5 lessons from the rich fool

May my words be in the name of the Holy & Undivided Trinity: Father, Son, & Holy Spirit. Amen.

It would be easy to think that our Gospel reading today – often called the parable of the rich fool – is only something that is of relevance to wealthy people. That, I'm afraid, would be a mistake. We must remember who it is that Christ is speaking to: he is addressing a crowd made up of ordinary people. Some of them may have been wealthy – at least one came from a family that had enough to cause an argument over how the inheritance was to be divided … but, of course, given human nature, that doesn't prove we are talking about a whole lot at all – but the rest would have been quite poor, as most of the followers of Jesus were poor … fishermen, farmers, carpenters, labourers … which means that Jesus was addressing his words to all people, not just those with money to burn. Rich or poor, we all have much to learn from this parable.
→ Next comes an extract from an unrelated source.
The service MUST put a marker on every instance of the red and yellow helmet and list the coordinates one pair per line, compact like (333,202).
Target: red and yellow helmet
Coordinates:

So what lessons are there for us in it? Well, we'll call lesson number one the reminder that we should never think our Lord is talking to 'the other fellow', especially when what he has to say is hard or tough. Almost everything Jesus has to say is directly targeted at each and every one of us. 

The next lesson is a reminder that life is short and we never know when it will end. This is something that Jesus speaks of elsewhere. We do not know the day nor the hour when 'our lives will be demanded of us.' And we need to be ready; because while it might not be for many years, it also might be this very night … or even within the next few minutes.

The third lesson is that we must not fall into the trap of thinking that wealth, property, or the pleasures of this world are all that there is … or that they are the most important things in this life. There is nothing wrong with them in and of themselves – God created them along with the world and when he finished his creation he declared them good – but they are not the be all and end all of human existence … and if we start behaving as if they were, then we start behaving like the rich fool … and remember, as I said at the beginning, Jesus wasn't only talking to the super-rich. A poor person can be just as obsessed with the material things of this world as a wealthy one … poverty is not a virtue unless one has chosen poverty, rejecting the material comforts of this world for the sake of the kingdom. The poor man can just as greedily purse money, possessions, and comfort as the rich man … and if the only difference between them is that one has succeeded in his aims and the others has failed miserably, then that doesn't make the one who failed somehow morally superior to the one who has succeeded.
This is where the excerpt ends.